BroadLeaf

Structured JSONL Logging

ABSTRACT

The BroadLeaf library is a lightweight structured logging library for Python services and pipelines. Every log call produces a single, self-contained JSON Lines record. No external dependencies. Async drain thread so callers never wait on I/O.

Implemented as local in first dry runs, but scaffolding in place for sinks in the cloudy.

{"ts":"2026-04-09T11:04:22.103Z","level":"INFO","component":"receiver","event":"batch_received","batch_id":"abc123","sample_count":864}
{"ts":"2026-04-09T11:04:22.218Z","level":"INFO","component":"inference","event":"predict","prediction":"shake","confidence":0.71,"latency_ms":12.4,"batch_id":"abc123","weights":"v1.pt"}

Installation

# editable install (from within a uv project)
uv add --editable /path/to/broadleaf

# or as a path dependency in pyproject.toml
[tool.uv.sources]
broadleaf = { path = "/path/to/broadleaf", editable = true }

Dev dependencies (tests only):

uv sync --extra dev

Basic Wiring

from broadleaf import get_logger, configure, Level
from broadleaf.sinks.file_sink import FileSink

# Optional: call once at startup to set sink and minimum level.
# If omitted, defaults are read from LOG_SINK / LOG_LEVEL / LOG_DIR env vars.
configure(sink=FileSink(log_dir="logs"), min_level=Level.INFO)

log = get_logger("receiver")
log.info("batch_received", batch_id="abc123", sample_count=864)
log.warn("queue_pressure", depth=8200, capacity=10000)
log.error("write_failed", path="/data/batches/abc123.json", reason="disk full")

get_logger() can be called before configure() — the sink is lazily initialized on the first record that drains. Subsequent configure() calls propagate immediately to all existing loggers.

Levels

from broadleaf import Level

log.trace("raw_frame", frame_id=7)          # development detail
log.debug("tensor_shape", shape=[1, 9, 128])
log.info("epoch_end", epoch=5, loss=0.31)
log.warn("low_confidence", score=0.42)
log.error("inference_failed", batch_id="xyz")
log.fatal("engine_unrecoverable", reason="OOM")

Levels in order: TRACE(0) < DEBUG(10) < INFO(20) < WARN(30) < ERROR(40) < FATAL(50).

Bound Context

bind() returns a child logger that stamps every subsequent record with fixed fields.
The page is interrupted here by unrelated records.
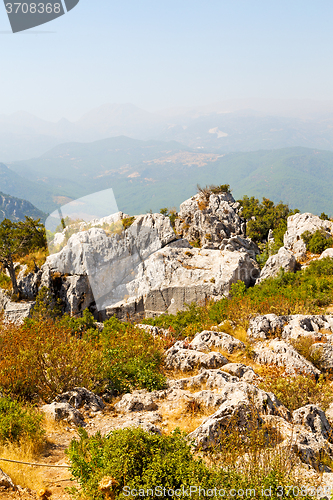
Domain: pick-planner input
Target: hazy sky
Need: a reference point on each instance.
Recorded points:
(165, 53)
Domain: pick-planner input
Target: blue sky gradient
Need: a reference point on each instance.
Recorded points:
(158, 54)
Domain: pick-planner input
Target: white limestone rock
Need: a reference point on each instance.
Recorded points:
(299, 223)
(63, 411)
(210, 379)
(208, 340)
(245, 373)
(284, 259)
(280, 353)
(136, 401)
(242, 407)
(189, 359)
(81, 397)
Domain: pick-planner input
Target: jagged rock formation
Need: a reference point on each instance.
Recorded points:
(283, 259)
(291, 327)
(145, 269)
(299, 223)
(214, 221)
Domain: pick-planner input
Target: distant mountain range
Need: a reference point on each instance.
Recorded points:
(243, 125)
(15, 209)
(148, 175)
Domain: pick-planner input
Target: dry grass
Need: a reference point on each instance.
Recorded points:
(23, 475)
(38, 257)
(187, 416)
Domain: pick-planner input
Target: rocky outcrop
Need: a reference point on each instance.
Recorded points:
(294, 326)
(323, 352)
(280, 353)
(284, 259)
(241, 409)
(245, 373)
(214, 221)
(130, 274)
(136, 401)
(81, 397)
(299, 223)
(15, 312)
(210, 340)
(181, 359)
(63, 411)
(210, 379)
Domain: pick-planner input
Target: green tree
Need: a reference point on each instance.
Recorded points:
(17, 239)
(261, 217)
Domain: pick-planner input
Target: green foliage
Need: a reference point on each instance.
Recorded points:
(42, 359)
(317, 242)
(139, 460)
(17, 422)
(127, 222)
(16, 240)
(261, 217)
(133, 357)
(214, 189)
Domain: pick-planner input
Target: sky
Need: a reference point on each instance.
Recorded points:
(167, 53)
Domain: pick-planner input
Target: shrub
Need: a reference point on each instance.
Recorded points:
(135, 459)
(17, 422)
(127, 222)
(133, 357)
(261, 217)
(43, 358)
(317, 242)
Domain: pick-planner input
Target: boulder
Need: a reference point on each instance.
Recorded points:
(324, 353)
(299, 223)
(314, 419)
(326, 253)
(210, 379)
(81, 397)
(172, 277)
(63, 411)
(291, 327)
(189, 359)
(15, 312)
(139, 271)
(6, 482)
(136, 401)
(246, 373)
(241, 409)
(284, 259)
(209, 219)
(208, 340)
(262, 327)
(280, 353)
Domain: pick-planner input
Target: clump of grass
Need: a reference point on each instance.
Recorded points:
(22, 438)
(296, 391)
(138, 460)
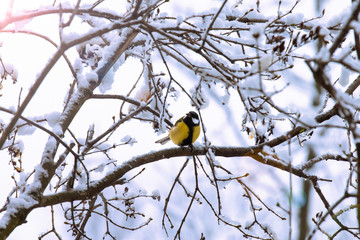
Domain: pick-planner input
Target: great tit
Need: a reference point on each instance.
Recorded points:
(185, 131)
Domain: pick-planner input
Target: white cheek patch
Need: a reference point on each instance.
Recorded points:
(195, 121)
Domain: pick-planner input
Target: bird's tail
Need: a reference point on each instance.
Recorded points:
(164, 140)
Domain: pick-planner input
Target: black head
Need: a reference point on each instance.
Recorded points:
(192, 118)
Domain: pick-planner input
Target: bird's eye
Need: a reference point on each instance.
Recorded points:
(195, 121)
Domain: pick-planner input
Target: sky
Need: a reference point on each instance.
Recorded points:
(29, 54)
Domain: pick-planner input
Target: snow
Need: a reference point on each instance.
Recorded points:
(106, 82)
(294, 18)
(91, 77)
(52, 118)
(344, 76)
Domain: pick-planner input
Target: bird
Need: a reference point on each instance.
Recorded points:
(185, 131)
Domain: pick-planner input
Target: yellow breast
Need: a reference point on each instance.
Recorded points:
(181, 131)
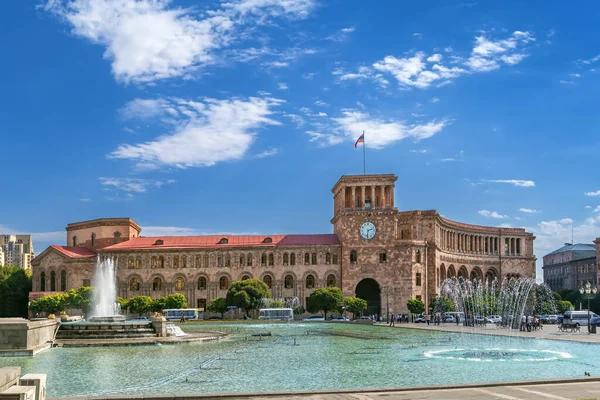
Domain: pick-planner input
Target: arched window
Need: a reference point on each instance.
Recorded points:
(382, 257)
(331, 281)
(353, 256)
(310, 282)
(224, 283)
(43, 282)
(289, 282)
(63, 280)
(268, 281)
(134, 285)
(202, 283)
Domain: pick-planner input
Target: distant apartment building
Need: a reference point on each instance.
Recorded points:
(571, 266)
(17, 250)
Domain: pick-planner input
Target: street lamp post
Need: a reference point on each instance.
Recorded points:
(588, 293)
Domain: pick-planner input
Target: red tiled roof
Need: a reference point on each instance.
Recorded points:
(172, 242)
(74, 252)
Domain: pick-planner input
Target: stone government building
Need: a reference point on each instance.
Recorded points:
(376, 252)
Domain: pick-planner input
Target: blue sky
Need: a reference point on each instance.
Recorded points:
(203, 117)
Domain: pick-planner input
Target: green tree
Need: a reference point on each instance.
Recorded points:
(124, 303)
(15, 285)
(80, 299)
(247, 294)
(49, 304)
(415, 306)
(442, 305)
(218, 305)
(140, 304)
(325, 299)
(355, 305)
(176, 300)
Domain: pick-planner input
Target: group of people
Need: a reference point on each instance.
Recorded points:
(530, 323)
Original logger is unchanged.

run_log = get_logger("train").bind(run_id="r42", config_hash="deadbeef")
run_log.info("epoch_end", epoch=5, loss=0.31)
run_log.info("epoch_end", epoch=6, loss=0.28)
# both records carry run_id and config_hash automatically

Useful for request-scoped context, batch IDs, model version tags — anything that should appear on every record within a logical scope without repeating it at every call site.

Sinks

FileSink — daily-rotating JSONL files

from broadleaf.sinks.file_sink import FileSink

configure(sink=FileSink(log_dir="logs"))
# writes: logs/20260409_broadleaf.jsonl
# rolls:  logs/20260409_143022_broadleaf.jsonl  (when file exceeds 50 MB)
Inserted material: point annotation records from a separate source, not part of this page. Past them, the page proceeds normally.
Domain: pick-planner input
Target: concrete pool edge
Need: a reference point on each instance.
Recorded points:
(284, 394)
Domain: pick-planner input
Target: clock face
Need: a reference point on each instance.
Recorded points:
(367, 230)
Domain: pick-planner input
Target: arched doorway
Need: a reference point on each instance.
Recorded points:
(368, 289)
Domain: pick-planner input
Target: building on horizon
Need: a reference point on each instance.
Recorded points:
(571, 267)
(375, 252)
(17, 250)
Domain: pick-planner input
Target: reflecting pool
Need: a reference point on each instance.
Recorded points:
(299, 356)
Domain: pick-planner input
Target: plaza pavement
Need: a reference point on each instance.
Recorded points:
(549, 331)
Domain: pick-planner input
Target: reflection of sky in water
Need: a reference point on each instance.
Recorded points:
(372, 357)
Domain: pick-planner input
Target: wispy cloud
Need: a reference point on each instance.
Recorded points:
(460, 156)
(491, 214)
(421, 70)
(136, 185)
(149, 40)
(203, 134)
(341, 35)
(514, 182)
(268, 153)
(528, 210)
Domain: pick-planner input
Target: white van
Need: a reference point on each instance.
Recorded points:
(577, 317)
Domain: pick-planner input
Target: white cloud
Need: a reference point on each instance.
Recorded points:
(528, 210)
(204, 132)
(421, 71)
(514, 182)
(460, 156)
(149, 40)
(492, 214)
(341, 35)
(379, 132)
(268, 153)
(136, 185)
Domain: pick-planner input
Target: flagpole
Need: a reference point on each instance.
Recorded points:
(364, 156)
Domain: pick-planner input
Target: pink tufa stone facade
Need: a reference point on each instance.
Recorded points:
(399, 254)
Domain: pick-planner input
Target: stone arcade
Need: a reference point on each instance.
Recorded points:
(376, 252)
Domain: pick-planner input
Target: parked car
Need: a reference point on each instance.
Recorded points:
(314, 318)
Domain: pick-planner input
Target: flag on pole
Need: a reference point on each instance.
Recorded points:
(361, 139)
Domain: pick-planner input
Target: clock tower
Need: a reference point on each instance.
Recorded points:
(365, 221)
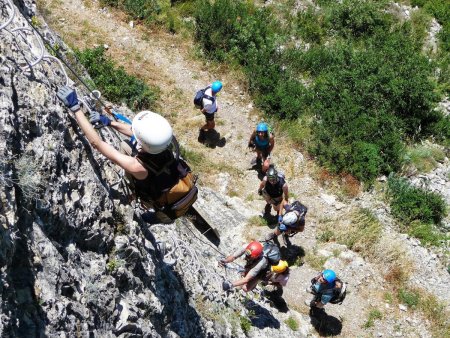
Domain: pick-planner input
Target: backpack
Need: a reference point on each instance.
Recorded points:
(200, 95)
(170, 185)
(272, 253)
(300, 208)
(339, 294)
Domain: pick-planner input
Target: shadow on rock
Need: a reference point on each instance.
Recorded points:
(276, 299)
(212, 139)
(261, 318)
(325, 325)
(293, 254)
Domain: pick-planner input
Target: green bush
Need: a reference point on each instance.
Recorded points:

Files are named {YYYYMMDD}_broadleaf.jsonl — date-first so directory listings sort chronologically. The broadleaf segment is a stable marker; it can be replaced with a service name to differentiate log streams in future.
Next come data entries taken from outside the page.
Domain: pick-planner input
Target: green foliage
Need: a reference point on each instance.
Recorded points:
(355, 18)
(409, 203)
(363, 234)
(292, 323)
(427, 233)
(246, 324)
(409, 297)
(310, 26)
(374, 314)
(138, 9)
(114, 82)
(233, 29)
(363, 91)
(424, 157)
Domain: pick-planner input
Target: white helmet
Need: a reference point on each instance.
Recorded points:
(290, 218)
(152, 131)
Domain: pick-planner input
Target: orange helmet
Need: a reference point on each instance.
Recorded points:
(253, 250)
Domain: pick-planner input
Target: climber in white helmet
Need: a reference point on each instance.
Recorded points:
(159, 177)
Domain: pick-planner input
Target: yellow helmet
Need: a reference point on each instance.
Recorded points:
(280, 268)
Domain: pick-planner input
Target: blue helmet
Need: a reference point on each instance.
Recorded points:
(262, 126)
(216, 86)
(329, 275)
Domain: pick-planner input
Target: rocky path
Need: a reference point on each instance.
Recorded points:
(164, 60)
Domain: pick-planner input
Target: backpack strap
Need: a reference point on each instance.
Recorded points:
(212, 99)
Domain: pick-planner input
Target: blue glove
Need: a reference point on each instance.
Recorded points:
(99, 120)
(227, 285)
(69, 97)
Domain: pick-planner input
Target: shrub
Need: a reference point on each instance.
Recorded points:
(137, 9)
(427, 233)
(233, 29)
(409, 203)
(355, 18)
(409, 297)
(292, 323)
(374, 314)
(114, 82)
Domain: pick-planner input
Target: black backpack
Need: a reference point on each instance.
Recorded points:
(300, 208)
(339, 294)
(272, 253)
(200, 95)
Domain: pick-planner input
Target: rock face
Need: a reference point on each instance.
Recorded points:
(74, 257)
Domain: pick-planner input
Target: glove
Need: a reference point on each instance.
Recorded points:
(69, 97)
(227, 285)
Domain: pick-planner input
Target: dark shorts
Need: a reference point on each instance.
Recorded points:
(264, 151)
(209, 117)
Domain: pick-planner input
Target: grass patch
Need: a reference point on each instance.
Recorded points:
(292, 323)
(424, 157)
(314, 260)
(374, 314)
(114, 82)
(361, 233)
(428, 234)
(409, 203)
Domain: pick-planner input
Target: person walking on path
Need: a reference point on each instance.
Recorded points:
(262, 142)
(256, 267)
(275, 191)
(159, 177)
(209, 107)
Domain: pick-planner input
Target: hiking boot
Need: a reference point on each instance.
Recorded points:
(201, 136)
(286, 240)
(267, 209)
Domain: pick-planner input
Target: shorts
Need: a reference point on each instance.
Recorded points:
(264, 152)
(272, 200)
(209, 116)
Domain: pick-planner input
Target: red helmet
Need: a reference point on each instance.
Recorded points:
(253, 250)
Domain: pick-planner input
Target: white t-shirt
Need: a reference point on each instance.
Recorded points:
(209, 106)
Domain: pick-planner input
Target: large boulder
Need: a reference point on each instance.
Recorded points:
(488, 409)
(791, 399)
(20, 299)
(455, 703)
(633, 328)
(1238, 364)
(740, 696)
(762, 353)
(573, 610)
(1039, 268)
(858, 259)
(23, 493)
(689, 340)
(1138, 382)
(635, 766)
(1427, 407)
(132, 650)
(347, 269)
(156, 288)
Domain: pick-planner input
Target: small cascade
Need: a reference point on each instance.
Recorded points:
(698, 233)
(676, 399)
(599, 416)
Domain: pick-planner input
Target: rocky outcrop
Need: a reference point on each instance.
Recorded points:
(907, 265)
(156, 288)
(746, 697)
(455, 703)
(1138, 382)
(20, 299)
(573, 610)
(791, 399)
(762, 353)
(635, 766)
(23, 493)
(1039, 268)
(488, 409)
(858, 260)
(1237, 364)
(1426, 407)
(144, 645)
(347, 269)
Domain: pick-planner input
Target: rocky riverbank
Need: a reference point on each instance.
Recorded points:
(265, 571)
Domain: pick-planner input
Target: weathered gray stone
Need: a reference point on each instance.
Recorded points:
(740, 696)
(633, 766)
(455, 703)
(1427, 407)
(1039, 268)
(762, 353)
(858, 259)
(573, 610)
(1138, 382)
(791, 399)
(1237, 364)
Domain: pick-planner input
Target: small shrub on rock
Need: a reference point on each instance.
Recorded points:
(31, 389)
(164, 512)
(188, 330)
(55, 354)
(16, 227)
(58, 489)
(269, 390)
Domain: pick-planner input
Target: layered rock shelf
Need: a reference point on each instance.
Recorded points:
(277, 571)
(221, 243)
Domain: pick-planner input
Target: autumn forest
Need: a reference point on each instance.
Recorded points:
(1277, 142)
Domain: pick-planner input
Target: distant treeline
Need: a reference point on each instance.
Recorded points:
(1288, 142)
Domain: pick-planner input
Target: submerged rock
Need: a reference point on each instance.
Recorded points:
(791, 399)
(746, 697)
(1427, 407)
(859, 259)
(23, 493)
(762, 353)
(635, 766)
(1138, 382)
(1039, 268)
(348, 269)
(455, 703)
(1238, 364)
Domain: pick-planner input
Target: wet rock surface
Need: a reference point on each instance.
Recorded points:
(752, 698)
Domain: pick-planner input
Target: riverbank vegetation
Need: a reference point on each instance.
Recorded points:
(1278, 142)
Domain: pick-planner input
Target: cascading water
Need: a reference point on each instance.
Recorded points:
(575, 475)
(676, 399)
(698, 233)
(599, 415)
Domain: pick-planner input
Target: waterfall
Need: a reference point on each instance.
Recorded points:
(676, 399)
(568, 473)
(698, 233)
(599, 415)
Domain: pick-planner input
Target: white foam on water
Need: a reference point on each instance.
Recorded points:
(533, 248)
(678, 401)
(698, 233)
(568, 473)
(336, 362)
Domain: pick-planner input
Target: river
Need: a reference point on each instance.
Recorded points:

StdoutSink — Docker / cloud log collectors

from broadleaf.sinks.stdout_sink import StdoutSink

configure(sink=StdoutSink())
# or: LOG_SINK=stdout (no code change needed)

Writes one JSON line per record to stdout. Compatible with awslogs, gcplogs, Datadog, and any collector that reads container stdout.

Environment Variable Overrides

Variable	Default	Effect
`LOG_SINK`	`file`	`file` or `stdout`
`LOG_DIR`	`logs`	directory for FileSink
`LOG_LEVEL`	`INFO`	minimum level name

Reading Logs

LogReader streams JSONL records without loading full files into memory. All filters are additive (AND).

from broadleaf import LogReader
from datetime import datetime, timedelta, timezone

reader = LogReader("logs/")

# All inference predictions for a specific batch
for rec in reader.query(component="inference", search="abc123"):
    print(rec["prediction"], rec["confidence"])

# Warnings and above from training, last hour
since = datetime.now(timezone.utc) - timedelta(hours=1)
for rec in reader.query(component="train", level="WARN", since=since):
    print(rec)

# Collect into a list — pass limit=None for unbounded
results = list(reader.query(component="receiver", event="batch_received", limit=50))

# Quick tail inspection
recent = reader.tail(n=20, component="inference")

Query Parameters

Parameter	Type	Description
`component`	`str`	Prefix match — `"inference"` matches `"inference"` and `"inference.embed"`
`level`	`str`	Minimum level — `"WARN"` returns WARN, ERROR, FATAL
`event`	`str`	Exact match on the `event` field
`search`	`str`	Case-insensitive substring across the full JSON line
`since`	`datetime`	Records at or after this timestamp
`until`	`datetime`	Records at or before this timestamp
`predicate`	`Callable[[dict], bool]`	Arbitrary filter applied after all named parameters
`limit`	`int`	Stop after N matches (default 500; `None` = all)

Predicate & Single-File Queries

Use predicate for field-level checks the named filters don't cover. It receives the parsed record dict and runs after all other filters, so named filters eliminate rows first.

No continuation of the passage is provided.